Verdade é que a citação de Lennon data de uma época posterior, os anos 70 em que o beatle atingiu o que, em termos de sua biografia, pode-se considerar a maturidade. Pensar globalmente, ou seja, tentar entender o movimento geral do mundo e do tempo, como um visionário plantado em cima de uma colina, é uma atitude típica daquela década, e não da década precedente, que foi uma espécie de carnaval eletrificado. Agir localmente, contudo, denota uma humildade que não era propriamente o tipo de mentalidade que os revolucionários dos anos 60 cobravam de si próprios. A ordem, naquele tempo, era “transformar o mundo.”

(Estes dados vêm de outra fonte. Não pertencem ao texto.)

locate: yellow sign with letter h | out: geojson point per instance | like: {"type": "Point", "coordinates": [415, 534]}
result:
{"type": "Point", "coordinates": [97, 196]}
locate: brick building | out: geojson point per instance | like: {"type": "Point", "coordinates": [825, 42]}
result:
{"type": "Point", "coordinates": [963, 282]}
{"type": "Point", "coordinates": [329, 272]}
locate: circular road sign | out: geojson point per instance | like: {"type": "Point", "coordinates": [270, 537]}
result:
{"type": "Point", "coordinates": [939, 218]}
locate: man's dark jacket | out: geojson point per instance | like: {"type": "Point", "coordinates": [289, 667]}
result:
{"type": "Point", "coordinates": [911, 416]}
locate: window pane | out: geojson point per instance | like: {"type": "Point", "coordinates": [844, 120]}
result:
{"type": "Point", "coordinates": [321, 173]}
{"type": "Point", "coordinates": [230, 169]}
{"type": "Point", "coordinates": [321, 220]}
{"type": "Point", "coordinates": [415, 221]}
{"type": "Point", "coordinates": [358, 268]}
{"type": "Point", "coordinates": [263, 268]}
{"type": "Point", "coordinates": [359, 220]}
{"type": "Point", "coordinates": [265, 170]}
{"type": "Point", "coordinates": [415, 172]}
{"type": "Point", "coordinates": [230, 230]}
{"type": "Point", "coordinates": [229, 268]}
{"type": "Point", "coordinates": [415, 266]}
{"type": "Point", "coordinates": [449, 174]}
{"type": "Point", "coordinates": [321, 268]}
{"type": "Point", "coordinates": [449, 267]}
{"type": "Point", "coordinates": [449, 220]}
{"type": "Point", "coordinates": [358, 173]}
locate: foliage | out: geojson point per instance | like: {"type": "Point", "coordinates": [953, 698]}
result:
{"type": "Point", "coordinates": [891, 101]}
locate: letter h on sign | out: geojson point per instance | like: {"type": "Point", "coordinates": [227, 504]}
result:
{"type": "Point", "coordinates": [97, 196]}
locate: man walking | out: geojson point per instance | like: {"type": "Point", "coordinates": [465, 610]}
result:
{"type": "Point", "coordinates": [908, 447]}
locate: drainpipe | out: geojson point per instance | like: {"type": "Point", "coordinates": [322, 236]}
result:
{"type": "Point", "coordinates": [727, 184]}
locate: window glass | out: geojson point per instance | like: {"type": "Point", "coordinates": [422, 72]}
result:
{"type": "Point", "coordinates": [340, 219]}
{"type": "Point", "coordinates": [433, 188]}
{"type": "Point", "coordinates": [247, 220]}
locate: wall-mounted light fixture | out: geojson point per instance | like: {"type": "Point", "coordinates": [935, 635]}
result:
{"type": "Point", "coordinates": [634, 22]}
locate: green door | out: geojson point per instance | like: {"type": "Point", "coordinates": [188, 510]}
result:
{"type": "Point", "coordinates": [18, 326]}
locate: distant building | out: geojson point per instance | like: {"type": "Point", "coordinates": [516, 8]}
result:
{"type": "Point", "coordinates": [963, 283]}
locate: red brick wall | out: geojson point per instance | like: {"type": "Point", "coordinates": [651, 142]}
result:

Agir localmente é mais sensato, mais concreto, e mais constrangedoramente óbvio. Querer transformar o mundo é como querer apagar um incêndio florestal sozinho. Mal você acabou de cuidar de um problema, dez outros desabrocharam além do seu alcance. Agir localmente pressupõe não apenas que você pode se dedicar em paz ao problema que está resolvendo, mas que para que isto tenha algum sentido é preciso haver algum tipo de ligação, conexão, troca de informação entre você e as dezenas, centenas ou milhares de outras pessoas ou grupos que estarão “agindo localmente” em outros locais.
Se alguma vantagem a época atual tem em relação à época de Lennon é a possibilidade de que pequenos grupos globalmente dispersos possam atuar localmente enquanto cada um se mantém permanentemente informado sobre o que os demais estão fazendo. No tempo de Lennon, isto só podia se dar através de telegramas ou de telefonemas internacionais. Hoje, virou lugar-comum a ação coordenada de pessoas que vivem em continentes diferentes mas estão em permanente contato. É possível até mesmo um sujeito nos EUA ouvir um concerto de uma banda cujo baterista está no Japão, o baixista na Índia, o guitarrista no Brasil, o tecladista na Itália e o vocalista no Canadá. Músicos e ouvintes se conectam e atuam em tempo real.
Qualquer revista ou programa de TV tece loas como as do parágrafo anterior à globalização tecnológica; precisamos tecer loas igualmente entusiásticas ao “agir localmente”. Cada indivíduo tem um raio de ação próprio. Temos às vezes a impressão de que as grandes mudanças só ocorrem nas grandes cidades dos grandes países. Não é bem assim. É como se alguém tivesse determinado: “Vamos transformar o mundo, e você, Fulano, se encarrega do bairro do Alto Branco”.